Dari Minister of Justice Menjadi Eksekutor Statistik: Suatu Pengkhianatan Etis
Prinsip dasar dalam hukum pidana internasional dan kode etik profesi menempatkan seorang jaksa sebagai pejabat publik pencari keadilan (minister of justice). Tugas mulianya adalah memastikan proses hukum yang adil, pemeriksaan bukti yang rigoris, dan keputusan yang berorientasi pada pencapaian keadilan yang sesungguhnya. Namun, tekanan internal untuk mencapai angka konviksi tinggi telah membelokkan peran ini menjadi eksekutor belaka, mengakibatkan pengabaian terhadap norma-norma fundamental penegakan hukum. Ironi pahit terletak pada fakta bahwa tekanan ini justru melumpuhkan instrumen hukum yang dirancang untuk keadilan:
- Prinsip Opportunitas: Hak kejaksaan untuk deponering (menghentikan penuntutan demi kepentingan hukum yang lebih luas) sering dikuburkan demi menjaga statistik 'kemenangan' di pengadilan.
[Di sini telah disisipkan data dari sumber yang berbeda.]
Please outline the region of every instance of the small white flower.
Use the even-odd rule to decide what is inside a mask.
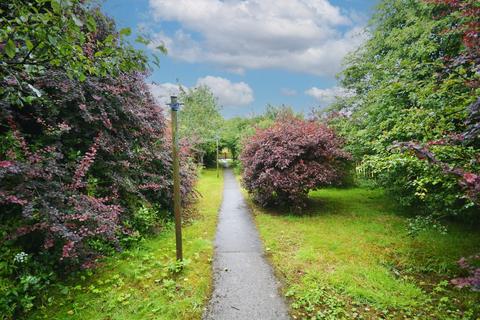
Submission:
[[[25,263],[27,262],[27,260],[28,260],[28,254],[23,251],[20,253],[17,253],[13,258],[13,261],[16,263]]]

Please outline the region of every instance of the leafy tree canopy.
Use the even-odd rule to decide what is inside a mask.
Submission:
[[[478,144],[462,138],[480,96],[478,43],[469,42],[478,35],[475,12],[475,1],[382,1],[370,39],[342,73],[355,95],[330,115],[362,172],[401,203],[437,216],[479,212],[470,196]],[[435,161],[419,156],[424,146]]]
[[[146,56],[124,41],[113,22],[88,1],[13,0],[0,4],[0,74],[15,89],[0,88],[2,102],[29,103],[40,92],[31,84],[45,68],[70,78],[145,71]],[[122,50],[118,50],[121,47]]]
[[[180,95],[179,134],[191,141],[203,163],[205,155],[214,156],[216,141],[220,138],[223,117],[217,99],[206,86],[183,90]]]

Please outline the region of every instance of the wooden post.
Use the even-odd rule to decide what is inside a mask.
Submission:
[[[175,215],[175,242],[177,249],[177,260],[182,261],[182,216],[180,199],[180,162],[178,159],[177,123],[177,111],[179,108],[179,104],[177,102],[177,97],[171,97],[170,108],[172,110],[173,212]]]

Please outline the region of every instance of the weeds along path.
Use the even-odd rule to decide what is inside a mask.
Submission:
[[[28,320],[200,319],[211,291],[211,259],[223,179],[202,170],[195,219],[183,228],[186,267],[175,266],[175,232],[167,227],[141,244],[101,261],[82,277],[63,283],[42,299]],[[0,319],[2,315],[0,314]]]
[[[229,169],[224,173],[213,272],[214,290],[205,320],[290,318],[240,186]]]

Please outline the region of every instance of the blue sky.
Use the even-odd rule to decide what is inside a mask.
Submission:
[[[106,0],[103,11],[162,44],[150,77],[164,103],[178,90],[210,87],[226,117],[261,113],[267,104],[298,111],[326,106],[341,61],[366,39],[377,0]]]

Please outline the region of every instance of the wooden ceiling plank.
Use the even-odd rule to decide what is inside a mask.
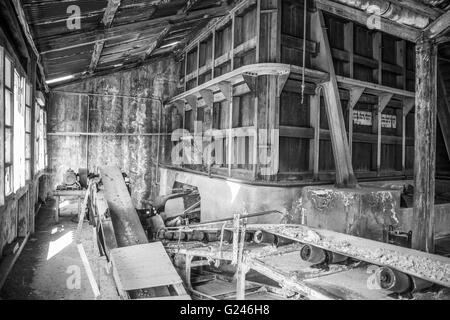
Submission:
[[[103,14],[102,24],[105,29],[109,29],[116,15],[117,9],[119,9],[121,0],[108,0],[108,5],[106,6],[105,13]],[[99,41],[95,43],[94,52],[92,53],[91,63],[89,64],[88,73],[93,73],[97,67],[100,56],[102,55],[103,47],[105,46],[105,41],[99,36]]]
[[[30,28],[28,27],[27,18],[25,16],[24,11],[23,11],[23,7],[20,4],[19,0],[13,0],[12,2],[13,2],[13,5],[14,5],[14,9],[16,10],[16,13],[18,15],[19,22],[20,22],[20,25],[22,27],[23,33],[25,34],[25,37],[26,37],[26,39],[27,39],[31,49],[33,50],[34,54],[36,55],[36,63],[38,65],[38,68],[39,68],[39,71],[40,71],[40,74],[41,74],[41,77],[42,77],[42,82],[43,82],[43,85],[45,87],[45,91],[48,92],[49,88],[48,88],[47,83],[45,81],[45,73],[44,73],[44,68],[42,66],[42,63],[41,63],[41,57],[39,55],[39,51],[36,48],[36,45],[34,44],[33,36],[31,35]]]

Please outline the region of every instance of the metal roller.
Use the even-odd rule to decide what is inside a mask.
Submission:
[[[253,239],[254,239],[254,232],[252,232],[252,231],[247,231],[246,233],[245,233],[245,242],[251,242],[251,241],[253,241]]]
[[[164,234],[166,233],[166,229],[161,229],[156,233],[156,238],[157,239],[165,239]]]
[[[328,255],[328,263],[341,263],[348,259],[347,256],[330,251],[327,251],[327,255]]]
[[[215,242],[220,241],[220,232],[217,231],[208,231],[205,232],[205,238],[204,240],[206,242]]]
[[[164,221],[159,214],[155,214],[149,218],[150,233],[156,234],[159,230],[164,229]]]
[[[225,242],[233,242],[233,231],[231,230],[223,230],[223,241]]]
[[[285,246],[285,245],[294,243],[294,240],[275,236],[275,240],[273,243],[275,244],[276,247],[280,247],[280,246]]]
[[[205,238],[205,233],[203,231],[194,230],[192,231],[192,240],[193,241],[203,241]]]
[[[321,248],[306,244],[300,250],[300,258],[303,261],[319,264],[327,260],[327,252]]]
[[[411,278],[403,272],[388,267],[380,267],[375,275],[378,285],[382,289],[396,293],[405,293],[412,289]]]
[[[255,243],[274,243],[275,235],[271,233],[264,232],[262,230],[255,231],[253,235],[253,241]]]

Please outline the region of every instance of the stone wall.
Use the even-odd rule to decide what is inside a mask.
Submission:
[[[116,165],[131,179],[135,206],[143,207],[142,201],[157,194],[158,135],[148,134],[159,131],[160,118],[161,132],[171,132],[168,111],[148,98],[172,97],[177,77],[178,64],[169,57],[53,90],[48,114],[52,187],[69,168],[96,172],[100,166]],[[169,143],[161,136],[161,162]]]

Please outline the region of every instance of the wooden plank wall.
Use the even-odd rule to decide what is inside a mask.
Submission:
[[[314,2],[307,2],[305,41],[303,5],[303,1],[294,0],[249,0],[246,5],[235,8],[228,17],[209,26],[186,47],[179,88],[189,90],[236,68],[254,63],[278,62],[302,67],[303,49],[305,67],[320,70],[317,64],[317,56],[321,50],[318,31],[311,27]],[[336,16],[324,16],[338,76],[414,91],[415,54],[412,43]],[[298,74],[291,73],[280,97],[274,95],[274,79],[269,76],[258,78],[256,95],[239,92],[235,86],[237,92],[231,104],[231,115],[226,102],[214,103],[211,111],[203,110],[203,114],[211,117],[212,123],[212,126],[203,126],[203,130],[209,127],[218,130],[279,128],[279,141],[271,150],[279,150],[276,151],[277,159],[273,159],[274,162],[279,161],[275,179],[304,180],[316,177],[333,180],[335,161],[326,109],[323,99],[320,99],[320,108],[315,108],[311,102],[316,94],[315,85],[306,79],[302,103],[302,82]],[[411,175],[414,156],[413,110],[403,116],[403,101],[394,97],[388,102],[382,111],[379,145],[378,96],[363,93],[350,111],[350,92],[340,88],[339,94],[347,134],[352,132],[349,140],[356,176]],[[188,110],[189,105],[186,104],[184,127],[193,133],[193,122],[198,116],[192,116]],[[368,119],[354,120],[355,113],[358,118],[365,116]],[[316,144],[315,121],[320,123],[316,170],[313,154]],[[250,161],[255,153],[253,137],[233,137],[231,148],[226,135],[214,140],[216,165],[212,168],[213,172],[226,175],[228,171],[223,170],[229,167],[227,161],[231,157],[240,163],[231,165],[231,175],[258,178],[258,165],[252,165]],[[233,152],[231,156],[230,150]],[[203,165],[201,170],[208,170],[207,166]]]

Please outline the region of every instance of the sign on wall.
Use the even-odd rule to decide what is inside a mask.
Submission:
[[[371,126],[372,112],[353,110],[353,123],[359,126]]]
[[[353,110],[353,123],[359,126],[372,126],[372,112]],[[381,127],[387,129],[397,128],[397,117],[392,114],[381,114]]]

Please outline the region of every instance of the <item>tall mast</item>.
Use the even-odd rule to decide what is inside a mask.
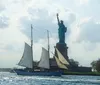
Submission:
[[[48,38],[48,56],[50,57],[49,30],[47,30],[47,38]]]
[[[32,33],[32,30],[33,30],[33,26],[31,24],[31,48],[33,47],[33,33]]]
[[[33,60],[33,32],[32,31],[33,31],[33,26],[31,24],[31,53],[32,53],[32,60]],[[33,60],[33,63],[34,63],[34,60]],[[33,66],[33,68],[34,68],[34,66]]]

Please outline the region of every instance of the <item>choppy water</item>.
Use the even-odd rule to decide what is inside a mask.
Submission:
[[[0,85],[100,85],[100,76],[29,77],[0,72]]]

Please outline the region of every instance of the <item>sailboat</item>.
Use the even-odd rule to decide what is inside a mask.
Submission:
[[[48,34],[48,37],[49,37],[49,34]],[[48,41],[49,41],[49,38],[48,38]],[[63,71],[61,70],[51,71],[50,70],[49,45],[48,45],[48,50],[42,47],[41,59],[37,66],[39,67],[39,69],[36,70],[34,68],[32,45],[33,45],[33,40],[32,40],[32,26],[31,26],[31,46],[25,43],[23,56],[18,63],[19,66],[23,66],[26,68],[25,69],[14,69],[17,75],[61,76]],[[66,65],[68,65],[69,63],[66,61],[66,59],[63,57],[63,55],[59,52],[57,48],[55,48],[55,50],[57,51],[58,57],[54,56],[54,58],[56,60],[55,62],[57,62],[58,67],[62,69],[68,69]]]

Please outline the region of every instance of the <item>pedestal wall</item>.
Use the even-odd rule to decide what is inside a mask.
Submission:
[[[68,58],[68,47],[66,43],[57,43],[56,48],[59,50],[59,52],[64,56],[64,58],[69,61]],[[55,51],[55,56],[58,57],[56,51]]]

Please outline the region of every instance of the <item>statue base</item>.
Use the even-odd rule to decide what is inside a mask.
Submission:
[[[68,47],[66,43],[57,43],[56,48],[59,50],[59,52],[64,56],[64,58],[69,61],[68,58]],[[55,56],[58,57],[56,51],[55,51]]]
[[[68,58],[68,47],[66,43],[56,43],[56,48],[59,50],[59,52],[64,56],[64,58],[69,62]],[[55,56],[58,57],[57,52],[55,51]],[[57,63],[55,62],[55,58],[53,57],[50,59],[50,68],[51,70],[59,70]]]

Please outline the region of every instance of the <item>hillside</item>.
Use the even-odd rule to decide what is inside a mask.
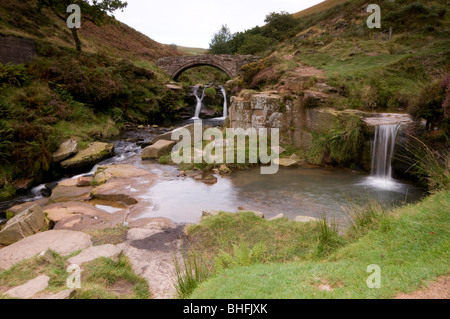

- Prinsip Diversi: Upaya penyelesaian kasus ringan di luar proses formal, sebagai perwujudan keadilan restoratif, diabaikan karena dianggap tidak berkontribusi pada angka penjarakan.
- Keadilan Prosedural: Ketergesa-gesaan mengejar konviksi berisiko tinggi melanggar hak-hak terdakwa, mengorbankan integritas pemeriksaan bukti, dan berpotensi menjerumuskan pada kesalahan peradilan (miscarriage of justice).
Degradasi peran ini secara efektif mengubah sistem peradilan pidana dari alat pencari kebenaran menjadi mesin penghukum massal yang tidak proporsional berdampak pada kelompok rentan dan marjinal, sebuah praktik yang secara diametral bertentangan dengan semangat hukum progresif dan perlindungan Hak Asasi Manusia.
Restorasi Martabat Hukum: Mengevaluasi Ulang Parameter Kinerja Jaksa
Solusi mendasar untuk membalikkan degradasi ini terletak pada pembongkaran radikal sistem evaluasi kinerja kejaksaan. Pergeseran filosofis dari paradigma 'menghukum' menjadi 'memulihkan keadilan' harus menjadi fondasi. Indikator kuantitatif buta seperti angka konviksi dan tingkat penahanan wajib diganti dengan parameter kualitatif yang merefleksikan komitmen pada etika penuntutan dan esensi keadilan. Parameter baru ini harus mengukur sejauh mana seorang jaksa menjalankan fungsinya sebagai penjaga hukum, bukan sekadar pemain statistik.
- Kualitas Penuntutan: Mengevaluasi ketangguhan dan irreproachability proses hukum, mulai dari pengujian bukti hingga argumentasi di persidangan.
- Indeks Keberhasilan Restoratif: Mengukur tingkat keberhasilan penerapan diversi, mediasi penal, dan mekanisme keadilan restoratif lainnya yang benar-benar memulihkan hubungan dan memberikan kepuasan bagi korban.
- Kepatuhan pada Prinsip-Prinsip Hukum: Menilai kesetiaan pada asas praduga tak bersalah, proporsionalitas, dan oportunitas dalam setiap tahap penuntutan.
Perubahan ini bukan sekadar tata kelola administratif, melainkan sebuah koreksi filosofis mendasar terhadap tujuan akhir sistem peradilan pidana. Apakah kita masih percaya bahwa tujuan hukum adalah pemulihan dan keadilan, atau kita telah menerima begitu saja bahwa ia hanyalah mesin statistik kekuasaan yang memproduksi angka-angka penjara? Pertanyaan ini menggugah setiap aktivis hukum untuk tidak lagi diam melihat martabat profesinya tercabik-cabik oleh budaya konviksi yang tak berperikemanusiaan.